Although the lawsuit “won’t be able to right all of the wrongs that have been done,” said AG Rutledge, it may offer some of the affected families and communities that have been devastated by the opioid epidemic.
Rutledge added, “Companies like Walgreens should not be allowed to put corporate profits over the health and safety of Arkansans.” Rutledge pointed out that 66 out of the 75 counties in Arkansas have overall opioid prescribing rates higher than the national average.
Adding fuel to the fire, the COVID-19 pandemic has further increased the high rates of opioid prescriptions, Rutledge said.
“Walgreens has contributed substantially to the opioid crisis by selling, distributing, and dispensing far greater quantities of prescription opioids than it knows could be necessary for legitimate medical uses, while failing to report, and to take steps to halt, suspicious orders when they were identified, thereby exacerbating the oversupply of such drugs and fueling an illegal secondary market,” the complaint reads.
According to KARK, the complaint seeks an injunction to force Walgreens to follow federal and state laws. The state is also seeking damages and civil penalties on each violation of Arkansas’s consumer protection laws.

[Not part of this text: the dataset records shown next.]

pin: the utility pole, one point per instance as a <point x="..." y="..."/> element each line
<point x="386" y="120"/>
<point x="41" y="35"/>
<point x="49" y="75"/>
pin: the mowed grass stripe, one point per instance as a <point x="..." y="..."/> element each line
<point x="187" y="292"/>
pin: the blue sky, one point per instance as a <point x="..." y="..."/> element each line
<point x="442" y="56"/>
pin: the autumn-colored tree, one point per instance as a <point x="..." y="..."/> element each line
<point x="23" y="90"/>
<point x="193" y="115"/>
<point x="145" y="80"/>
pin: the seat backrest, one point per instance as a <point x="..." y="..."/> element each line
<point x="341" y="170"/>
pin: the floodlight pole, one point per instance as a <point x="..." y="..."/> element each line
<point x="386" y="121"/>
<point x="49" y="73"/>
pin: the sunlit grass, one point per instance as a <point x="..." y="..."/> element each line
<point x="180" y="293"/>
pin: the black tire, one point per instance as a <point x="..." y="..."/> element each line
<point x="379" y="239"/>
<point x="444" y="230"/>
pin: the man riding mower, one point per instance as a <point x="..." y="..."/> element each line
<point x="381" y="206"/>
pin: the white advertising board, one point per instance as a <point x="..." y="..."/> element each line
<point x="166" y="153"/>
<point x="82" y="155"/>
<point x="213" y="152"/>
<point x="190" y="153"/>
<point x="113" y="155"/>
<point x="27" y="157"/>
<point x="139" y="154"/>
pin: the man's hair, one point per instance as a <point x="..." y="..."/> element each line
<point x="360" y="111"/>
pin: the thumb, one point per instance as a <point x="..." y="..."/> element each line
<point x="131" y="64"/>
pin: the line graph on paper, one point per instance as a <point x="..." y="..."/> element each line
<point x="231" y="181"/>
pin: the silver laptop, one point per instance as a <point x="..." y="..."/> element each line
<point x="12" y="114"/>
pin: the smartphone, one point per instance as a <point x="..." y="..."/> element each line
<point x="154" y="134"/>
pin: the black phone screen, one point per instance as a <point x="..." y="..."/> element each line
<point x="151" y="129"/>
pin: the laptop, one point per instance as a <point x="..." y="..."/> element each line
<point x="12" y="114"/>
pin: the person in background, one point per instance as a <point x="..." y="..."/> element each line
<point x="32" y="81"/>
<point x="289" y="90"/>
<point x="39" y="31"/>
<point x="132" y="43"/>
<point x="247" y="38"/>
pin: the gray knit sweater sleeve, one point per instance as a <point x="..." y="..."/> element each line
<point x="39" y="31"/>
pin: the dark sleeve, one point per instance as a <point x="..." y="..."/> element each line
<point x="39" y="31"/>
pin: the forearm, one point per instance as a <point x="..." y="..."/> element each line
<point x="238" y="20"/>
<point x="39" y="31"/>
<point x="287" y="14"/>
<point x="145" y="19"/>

Walgreens is the fourth company Rutledge has filed a claim against in relation to the opioid crisis. Previously, Rutledge sued Johsnon & Johnson, Purdue Pharma and Endo.
Arkansas’ neighbor to the west, Oklahoma, is seeking $9 billion in opioid crisis compensation from Johnson & Johnson. In 2017, an estimated 1.7 million people in the United States suffered from substance use disorders related to prescription opioid pain relievers. That same year, over 17,000 people nationwide died from prescription opioid overdoses.